Wednesday, April 8, 2009

Devotional Thoughts - Esther

While studying Esther, I've had a couple of interesting thoughts. These thoughts don't impact the story, but I've just wondered about a couple of things.

First, Hegai, the eunuch favored Esther as she was getting her beauty treatments before being presented to Xerxes. Beth Moore stresses that the Hebrew word for how Esther gained favored meant that she actively did something that impressed him. It wasn't just given to her (a finding vs. gaining idea.) Beth had us think about Esther's orphan status during part of our study and it got me to thinking that there had to be young girls that had been taken away to the palace who did not want to be there. Maybe they didn't want to leave family, maybe they had been promised to another young man and they were looking forward to beginning their own life with husband and children. Whatever the reason, I believe there were girls there who needed someone who had already faced loss (being an orphan.) I think we can surmise that Esther had wisdom and she possibly had compassion, as well. Maybe Hegai wasn't as impressed with her manners, speech or look as he was by her kindness and wisdom. What makes a physically beautiful girl even more beautiful? A beautiful spirit. How rare in any age!

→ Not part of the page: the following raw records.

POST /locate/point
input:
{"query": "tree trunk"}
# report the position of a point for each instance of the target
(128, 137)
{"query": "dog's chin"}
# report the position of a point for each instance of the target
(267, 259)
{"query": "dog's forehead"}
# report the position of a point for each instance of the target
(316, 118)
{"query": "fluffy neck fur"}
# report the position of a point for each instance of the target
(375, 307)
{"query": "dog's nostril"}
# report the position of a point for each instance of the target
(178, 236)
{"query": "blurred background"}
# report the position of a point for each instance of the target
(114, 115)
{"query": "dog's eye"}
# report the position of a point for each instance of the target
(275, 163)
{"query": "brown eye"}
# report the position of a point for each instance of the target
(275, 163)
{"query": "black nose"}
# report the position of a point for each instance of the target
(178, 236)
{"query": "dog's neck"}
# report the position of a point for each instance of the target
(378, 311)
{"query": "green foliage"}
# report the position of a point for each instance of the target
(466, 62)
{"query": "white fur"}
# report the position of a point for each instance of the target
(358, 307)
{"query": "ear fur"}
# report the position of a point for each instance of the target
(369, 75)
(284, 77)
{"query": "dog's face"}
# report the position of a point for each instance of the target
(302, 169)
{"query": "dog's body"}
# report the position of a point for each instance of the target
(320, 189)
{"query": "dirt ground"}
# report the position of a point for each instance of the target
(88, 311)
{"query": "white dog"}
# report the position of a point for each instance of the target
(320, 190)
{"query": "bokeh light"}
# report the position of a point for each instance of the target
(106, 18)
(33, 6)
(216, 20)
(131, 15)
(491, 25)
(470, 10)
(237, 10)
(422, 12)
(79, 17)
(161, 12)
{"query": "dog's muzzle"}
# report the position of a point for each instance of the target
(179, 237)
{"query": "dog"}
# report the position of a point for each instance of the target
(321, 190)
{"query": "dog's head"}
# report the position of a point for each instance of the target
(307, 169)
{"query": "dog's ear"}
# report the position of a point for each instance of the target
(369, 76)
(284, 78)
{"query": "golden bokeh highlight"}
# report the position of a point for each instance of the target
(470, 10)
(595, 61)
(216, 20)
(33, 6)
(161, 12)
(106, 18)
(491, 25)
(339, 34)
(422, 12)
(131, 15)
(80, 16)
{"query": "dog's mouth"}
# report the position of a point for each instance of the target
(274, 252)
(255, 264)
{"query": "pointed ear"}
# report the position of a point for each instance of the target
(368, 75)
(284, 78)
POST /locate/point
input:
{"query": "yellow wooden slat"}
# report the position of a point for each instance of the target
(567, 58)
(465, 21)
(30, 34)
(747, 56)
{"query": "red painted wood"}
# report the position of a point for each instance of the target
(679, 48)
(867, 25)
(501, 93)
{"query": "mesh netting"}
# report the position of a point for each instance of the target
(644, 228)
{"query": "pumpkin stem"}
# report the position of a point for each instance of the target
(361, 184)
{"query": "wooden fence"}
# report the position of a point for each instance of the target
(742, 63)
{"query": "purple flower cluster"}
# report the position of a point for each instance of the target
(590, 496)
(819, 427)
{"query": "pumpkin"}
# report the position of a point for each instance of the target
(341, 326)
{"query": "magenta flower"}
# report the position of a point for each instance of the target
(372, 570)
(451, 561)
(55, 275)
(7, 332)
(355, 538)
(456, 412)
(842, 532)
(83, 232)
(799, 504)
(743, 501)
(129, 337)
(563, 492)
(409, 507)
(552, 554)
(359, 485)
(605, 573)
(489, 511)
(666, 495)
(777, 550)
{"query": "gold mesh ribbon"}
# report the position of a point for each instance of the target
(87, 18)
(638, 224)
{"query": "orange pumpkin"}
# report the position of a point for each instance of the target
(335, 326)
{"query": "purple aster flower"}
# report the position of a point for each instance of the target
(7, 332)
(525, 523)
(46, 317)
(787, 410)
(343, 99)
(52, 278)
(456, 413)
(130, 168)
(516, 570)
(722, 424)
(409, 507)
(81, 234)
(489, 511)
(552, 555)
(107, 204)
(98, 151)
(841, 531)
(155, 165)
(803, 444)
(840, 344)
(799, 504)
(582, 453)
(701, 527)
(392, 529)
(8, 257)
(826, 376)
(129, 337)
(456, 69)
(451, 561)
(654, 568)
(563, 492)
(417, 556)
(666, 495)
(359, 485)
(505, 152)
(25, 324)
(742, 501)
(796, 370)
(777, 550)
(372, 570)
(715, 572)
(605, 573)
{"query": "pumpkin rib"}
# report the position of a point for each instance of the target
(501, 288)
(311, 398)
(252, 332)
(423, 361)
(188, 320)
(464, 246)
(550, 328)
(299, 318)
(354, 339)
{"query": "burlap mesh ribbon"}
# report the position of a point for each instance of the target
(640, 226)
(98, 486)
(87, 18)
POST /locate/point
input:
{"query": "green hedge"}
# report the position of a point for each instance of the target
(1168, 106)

Then two days ago I was studying the part of the story where Mordecai wouldn't bow down to Haman, even though it had been decreed by the King. Haman tolerated this behavior for some reason and we know this because it says "day after day" the guards ask him why he won't bow down. If Haman had the King as his back up why didn't he throw Mordecai in prison or have him killed at the first instance of "disrespect"? There had to be something that Haman was afraid of, so to speak. At first I thought, "Wow, Mordecai must have been pretty important - maybe they were equals to some extent," but the Scripture clearly states that Haman was put ABOVE all the other nobles. Then why was Haman hesitating? Did he notice that Mordecai had the ear of the queen? Maybe. But I'm guessing that Haman didn't have a whole lot of worry about the Queen's influence - look what had happened to Vashti. Women were not equal. "What else could it have been?" I wondered. Then it struck me that maybe HAMAN had NOT FORGOTTEN that Mordecai had saved the King's life. It's kind of hard to go into the King whining about someone who won't bow down to you when it's the guy who saved the King. I thought how ironic it would be if that were his reason for tolerating Mordecai's behavior.

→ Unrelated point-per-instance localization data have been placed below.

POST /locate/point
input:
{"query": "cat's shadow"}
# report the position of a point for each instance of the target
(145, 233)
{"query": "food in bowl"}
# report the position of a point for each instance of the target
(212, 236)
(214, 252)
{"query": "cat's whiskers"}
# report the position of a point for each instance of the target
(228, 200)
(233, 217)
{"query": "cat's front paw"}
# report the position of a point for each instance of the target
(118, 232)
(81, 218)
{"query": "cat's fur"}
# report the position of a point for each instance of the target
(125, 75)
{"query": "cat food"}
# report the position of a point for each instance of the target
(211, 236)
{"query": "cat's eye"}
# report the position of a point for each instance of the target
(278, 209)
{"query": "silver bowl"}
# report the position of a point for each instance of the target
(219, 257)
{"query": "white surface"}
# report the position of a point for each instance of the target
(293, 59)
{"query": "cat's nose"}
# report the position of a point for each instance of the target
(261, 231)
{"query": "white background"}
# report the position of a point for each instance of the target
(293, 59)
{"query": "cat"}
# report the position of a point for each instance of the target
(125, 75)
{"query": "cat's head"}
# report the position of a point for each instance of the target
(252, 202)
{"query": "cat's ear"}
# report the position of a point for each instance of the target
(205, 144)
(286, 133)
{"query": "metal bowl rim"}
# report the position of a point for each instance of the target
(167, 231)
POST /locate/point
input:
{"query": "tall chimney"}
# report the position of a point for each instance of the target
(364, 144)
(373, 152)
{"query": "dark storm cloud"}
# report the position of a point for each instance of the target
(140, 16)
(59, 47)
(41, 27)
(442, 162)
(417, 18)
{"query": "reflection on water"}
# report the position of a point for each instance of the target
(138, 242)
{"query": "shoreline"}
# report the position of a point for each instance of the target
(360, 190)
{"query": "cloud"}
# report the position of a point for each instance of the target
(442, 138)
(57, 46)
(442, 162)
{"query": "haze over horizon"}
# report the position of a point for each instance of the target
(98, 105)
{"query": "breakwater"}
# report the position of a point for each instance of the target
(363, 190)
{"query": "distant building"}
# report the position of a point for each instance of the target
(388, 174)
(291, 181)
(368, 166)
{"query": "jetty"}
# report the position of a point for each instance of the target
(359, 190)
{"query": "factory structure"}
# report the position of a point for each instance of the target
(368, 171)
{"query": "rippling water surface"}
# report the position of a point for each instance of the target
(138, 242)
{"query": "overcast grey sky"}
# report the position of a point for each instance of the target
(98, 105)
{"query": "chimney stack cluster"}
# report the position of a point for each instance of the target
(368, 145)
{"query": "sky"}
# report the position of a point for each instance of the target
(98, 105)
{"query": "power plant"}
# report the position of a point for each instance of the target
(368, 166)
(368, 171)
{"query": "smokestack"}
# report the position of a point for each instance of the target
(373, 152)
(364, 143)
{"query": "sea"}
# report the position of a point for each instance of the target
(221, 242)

Once Mordecai "shows his hand" and reveals that he's a Jew, then Haman must have thought he hit the jackpot. He schemes a way to be oblique with the King and take out not only the Jews, but also Mordecai. Problems solved! Later Haman builds the gallows specially made for Mordecai and the king has him lead Mordecai around like a noble for saving the King's life. I can just imagine Haman thinking, "NOW you just thought of it!" It was just adding insult to insult in Haman's mind, even just by the facts we actually know in the story. I know there are other details that have been left out and certainly we don't NEED to know them or they would have been given to us, but either way God's justice was fully born out on Haman in the end.

We think we can be so clever sometimes scheming for our own way. I had to admit in our Bible study group last week that I had been mean to someone by ignoring them. I had justified in my mind that it was better that I NOT stop in the church foyer to talk to that person when my husband stopped (and by the way, Mark was the one actually hurt by the person, not me directly), but actually, MORE GODLY to not stop and say something that would be wrong. I would use the excuse of going to pick up one of my children from their classes, but it was an excuse. In essence, I was just giving room for that hurt and bitterness to fester and grow and not being kind by walking away. I didn't realize what I was doing until Beth said, "What are you feeling threatened by?" Bingo! I knew I felt threatened by this man's influence over my husband. It took Beth asking me to look for a deeper answer and actually a friend calling it sin before I could even see it. Amazing how blind we can be, isn't it?

I don't know about you, but I'd like to be more like Esther. A beautiful creation of God whose spirit only makes me more beautiful. I want to be brave enough to have the Holy Spirit so transform my life, that I am not longer seen, but Christ who lives in me. Thank goodness He keeps working on us and never gives up!